Title: | Transfer Anomaly Detection by Inferring Latent Domain Representations |

This paper presents a novel approach to transfer learned representations to new but related domains. Detectors parameters for new domains are inferred from existing ones without re-training. This approach is well suited to anomaly detection where anomaly labels are hard to obtain because of the rarity of anomalies. Additionally the method is flexible as to allow to target domain data to be used for training. The anomaly score function parameters for a target domain are inferred from the trained parameters (which may or may not include target domain instances) and latent domain vectors which are estimated by sampling from a model (multivariate gaussian or other). Experiments include a synthetic toyset as well as benchmark datasets including rotated MNIST. In the case of MNIST the domains are rotations of the digits by 15 degrees increments (6 domains are created: 0 to 75). Five domains are used for training and the remaining for transfer. The method is compared to 8 other approaches for anomaly detection. Results demonstrate that the method works very well and surpasses all other methods. PROS: The paper is well written, technically sound and the mathematical exposition is quite extensive. The method is original and novel. The experiments are relatively extensive and the results show that the approaches surpasses other anomaly detection approaches. The method is flexible in that it allows for normal instance of the target domain to be used if present at training time, but also allows for the anomaly score function to be inferred when those instance are not present. CONS: The author should give some intuition as to when the approach starts breaking apart when the source and target domains become less related. The toy dataset and MNIST-r exhibit clear domains, however, the other datasets' domains are not intuitive. The computational complexity of the method is only briefly stated without any justification. Given that sampling may sometimes be expensive, it would be useful to get a feel for it. In particular since IoT applications are mentioned that would benefit from not needing to retrain, it would be interesting to see the speedups. A pseudo-code algorithm would be helpful for somebody wanting to reproduce these experiments. For MNISR-r, the author do not specify what the domains are. One can guess from table 1 that they are 15-degrees rotation increments.

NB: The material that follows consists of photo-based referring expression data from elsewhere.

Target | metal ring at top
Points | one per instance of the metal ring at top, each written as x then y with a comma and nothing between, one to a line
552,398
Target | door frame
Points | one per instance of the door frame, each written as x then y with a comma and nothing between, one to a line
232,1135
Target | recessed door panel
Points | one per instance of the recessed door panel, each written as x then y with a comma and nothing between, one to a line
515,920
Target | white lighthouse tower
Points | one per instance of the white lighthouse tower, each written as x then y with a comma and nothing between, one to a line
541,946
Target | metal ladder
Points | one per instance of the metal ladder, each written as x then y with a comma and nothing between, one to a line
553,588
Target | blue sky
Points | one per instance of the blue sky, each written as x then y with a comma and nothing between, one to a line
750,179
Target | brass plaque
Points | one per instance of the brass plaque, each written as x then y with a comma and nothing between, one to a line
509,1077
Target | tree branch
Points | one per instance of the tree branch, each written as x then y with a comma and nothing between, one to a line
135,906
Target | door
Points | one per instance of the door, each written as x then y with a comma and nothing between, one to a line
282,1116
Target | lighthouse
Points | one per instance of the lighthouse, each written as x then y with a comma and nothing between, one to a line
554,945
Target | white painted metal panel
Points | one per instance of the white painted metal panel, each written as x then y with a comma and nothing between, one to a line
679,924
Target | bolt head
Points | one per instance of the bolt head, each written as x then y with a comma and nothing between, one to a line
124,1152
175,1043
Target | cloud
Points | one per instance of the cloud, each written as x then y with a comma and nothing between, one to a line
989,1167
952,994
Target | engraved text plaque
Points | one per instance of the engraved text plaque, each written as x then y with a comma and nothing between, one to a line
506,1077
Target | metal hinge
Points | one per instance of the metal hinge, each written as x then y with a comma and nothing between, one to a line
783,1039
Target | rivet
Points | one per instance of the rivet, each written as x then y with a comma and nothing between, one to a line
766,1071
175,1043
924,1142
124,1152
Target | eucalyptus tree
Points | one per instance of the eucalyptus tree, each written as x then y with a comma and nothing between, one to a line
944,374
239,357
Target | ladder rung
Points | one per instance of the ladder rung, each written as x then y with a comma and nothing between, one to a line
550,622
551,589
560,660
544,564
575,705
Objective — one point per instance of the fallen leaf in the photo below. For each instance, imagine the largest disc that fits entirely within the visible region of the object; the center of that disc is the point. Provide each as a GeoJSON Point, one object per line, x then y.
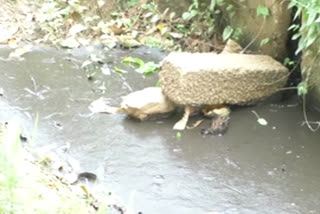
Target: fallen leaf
{"type": "Point", "coordinates": [100, 106]}
{"type": "Point", "coordinates": [262, 121]}
{"type": "Point", "coordinates": [77, 29]}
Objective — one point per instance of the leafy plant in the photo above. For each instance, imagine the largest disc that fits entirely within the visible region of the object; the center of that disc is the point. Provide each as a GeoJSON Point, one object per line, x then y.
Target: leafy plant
{"type": "Point", "coordinates": [143, 68]}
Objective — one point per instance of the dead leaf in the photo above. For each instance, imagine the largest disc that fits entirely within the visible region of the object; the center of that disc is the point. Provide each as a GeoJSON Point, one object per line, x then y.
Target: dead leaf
{"type": "Point", "coordinates": [195, 124]}
{"type": "Point", "coordinates": [100, 106]}
{"type": "Point", "coordinates": [19, 52]}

This paper proposed a transfer learning based anomaly detection algorithm to infer the anomaly scores of the target domain examples by transferring knowledge on related domains. To achieve this, a latent domain representation vectors are trained to capture the domain knowledge. Quantitative experiments and empirical studies are presented to manifest the efficacy of the proposed algorithm. In general, the paper is well-written and well-organized. My main concern is that there lacks some insightful discussion regarding the proposed problem and algorithm. In particular, (1) The proposed algorithm requires to obtain the exact number of normal/abnormal examples in each domain. However, it could be impractical in real-world applications. (2) It is often the case that the target domain and source domain may have the imbalanced sizes of data. Will it be problematic for the proposed algorithm? (3) In many applications, one may observe that the anomalies are partially overlapped with the normal patterns. Can the proposed algorithm handle such specific case?

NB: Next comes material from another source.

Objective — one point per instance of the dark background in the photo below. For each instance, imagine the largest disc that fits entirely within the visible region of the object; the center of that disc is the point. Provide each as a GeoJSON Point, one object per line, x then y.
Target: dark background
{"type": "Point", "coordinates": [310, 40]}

This paper proposed a practical method for anomaly detection in different domain. The proposed method does not require anomalous instances and could be used directly or fine-tuned in the target domain. The authors present their idea logically. For example, they combine Gaussian distribution and Neural networks to generate latent vector; They add a regularization term to avoid overfitting and modifies loss function to use only normal instances in finetuning. The experiments on 4 public datasets verify the effectiveness of the proposed method. The experiments in section 5 and supplementary material are complete. However, the 4 datasets are relatively simpler comparing to CV datasets. And even the method NN(neural network classifier with only one hidden layer) could achieve a good result on the 4 datasets. Could the proposed method be used on CV datasets? Is the proposed method limited by the performance of encoder & decoder? Besides, for section 4.2, how the Z works in network F and how the Z is estimated by neural network are not clearly indicated. That would be important details to reproduce the method.